Dissertation Defence: Buildings Energy Data Analytics with Multi-task and Federated Learning
January 21, 2025 at 8:00 am - 1:00 pm
Rui Wang, supervised by Zheng Liu, will defend their dissertation titled “Buildings Energy Data Analytics with Multi-task and Federated Learning” in partial fulfillment of the requirements for the degree of Doctor of Philosophy in Electrical Engineering.
An abstract for Rui Wang’s dissertation is included below.

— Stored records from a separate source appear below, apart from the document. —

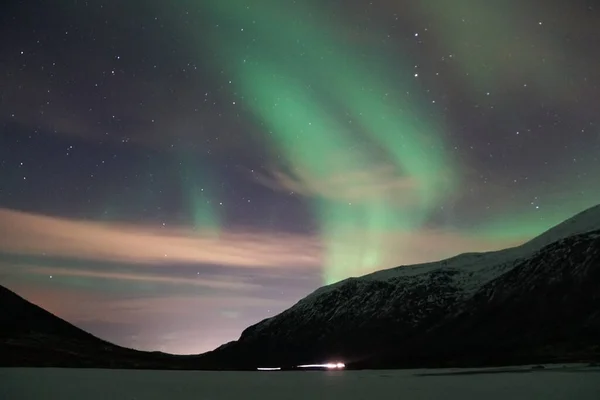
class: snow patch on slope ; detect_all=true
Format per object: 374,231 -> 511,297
302,205 -> 600,302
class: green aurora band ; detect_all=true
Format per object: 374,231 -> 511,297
185,1 -> 455,283
152,0 -> 600,284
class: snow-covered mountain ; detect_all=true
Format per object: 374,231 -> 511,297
206,206 -> 600,367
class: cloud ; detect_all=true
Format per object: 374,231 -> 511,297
12,266 -> 255,291
0,209 -> 529,282
0,209 -> 320,269
255,164 -> 428,206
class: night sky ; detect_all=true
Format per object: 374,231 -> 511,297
0,0 -> 600,353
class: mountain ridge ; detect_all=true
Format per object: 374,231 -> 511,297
0,205 -> 600,370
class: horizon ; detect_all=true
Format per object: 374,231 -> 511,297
0,0 -> 600,354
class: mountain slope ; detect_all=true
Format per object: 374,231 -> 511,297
206,206 -> 600,367
0,286 -> 189,368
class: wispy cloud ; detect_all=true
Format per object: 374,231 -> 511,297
0,209 -> 320,269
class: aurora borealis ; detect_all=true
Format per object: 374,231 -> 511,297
0,0 -> 600,353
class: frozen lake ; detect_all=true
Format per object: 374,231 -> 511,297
0,365 -> 600,400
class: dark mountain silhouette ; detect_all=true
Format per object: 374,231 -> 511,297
0,206 -> 600,369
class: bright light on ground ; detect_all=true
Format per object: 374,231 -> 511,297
298,363 -> 346,369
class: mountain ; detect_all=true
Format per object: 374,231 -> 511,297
0,286 -> 197,369
203,206 -> 600,368
0,206 -> 600,369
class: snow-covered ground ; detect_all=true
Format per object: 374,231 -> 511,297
0,365 -> 600,400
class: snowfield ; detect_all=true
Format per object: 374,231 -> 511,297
0,365 -> 600,400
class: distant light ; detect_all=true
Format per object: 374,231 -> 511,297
298,363 -> 346,369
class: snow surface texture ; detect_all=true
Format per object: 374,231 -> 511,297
0,366 -> 600,400
233,205 -> 600,362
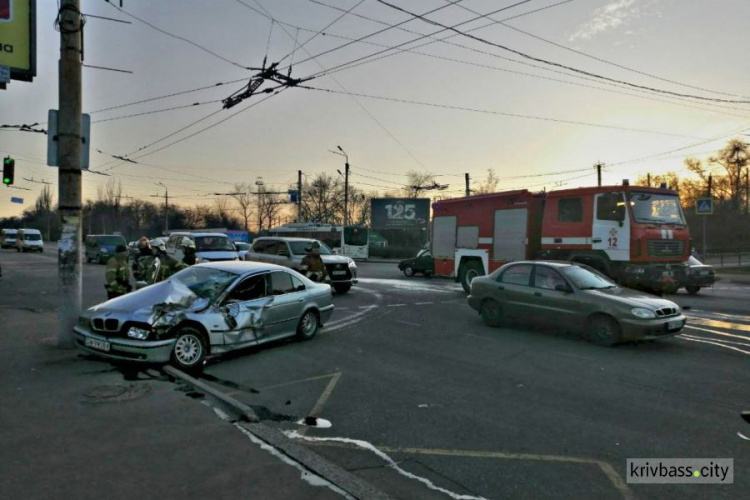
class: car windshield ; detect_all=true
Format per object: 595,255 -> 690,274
172,266 -> 237,302
628,193 -> 685,226
96,236 -> 125,245
560,266 -> 617,290
289,240 -> 333,255
195,236 -> 235,252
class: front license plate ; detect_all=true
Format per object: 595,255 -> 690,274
85,338 -> 110,352
667,320 -> 682,332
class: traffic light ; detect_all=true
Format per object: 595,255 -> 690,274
3,156 -> 16,186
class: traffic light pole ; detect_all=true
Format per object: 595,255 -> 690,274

Examinations are open to all members of the campus community as well as the general public. Please email zheng.liu@ubc.ca to receive the Zoom link for this exam.
ABSTRACT
Building energy consumption accounts for 40% of global energy usage and is growing at 3-4% per year. Improving energy efficiency in buildings is crucial for sustainable development. This research develops multi-purpose distributed data learning frameworks to enhance the reliability, efficiency, and prediction performance of energy data in community buildings. Firstly, a multi-task framework addresses four tasks: energy load forecasting, anomaly detection, anomaly prediction, and air temperature forecasting. Using a mixture-of-experts architecture, the feature extraction and prediction network are decoupled to support various prediction tasks. Self-attention mechanisms and linear approximation improve deep learning computation efficiency, with experiments showing significant accuracy improvements. Secondly, an adaptive federated learning system addresses data isolation and system interruptions. By compensating for missing models and using RNN with dilations and CNN for parallel processing, multi-step energy predictions improve efficiency. An unsupervised clustering method enhances anomaly prediction without predefined labels, demonstrating significant forecasting and anomaly prediction improvements. Thirdly, a novel approach applies probabilistic ensemble architecture for personalized energy load forecasting, using a transformer model for increased efficiency. Experiments show the effectiveness of personalized federated learning algorithms in achieving state-of-the-art prediction accuracies for university campus buildings. The research aims to enhance federated learning reliability, improve prediction accuracy and efficiency, extend model capabilities, and scale federated training across different energy data distributions. Promising experimental results suggest more sustainable and efficient building management, reducing energy and maintenance costs.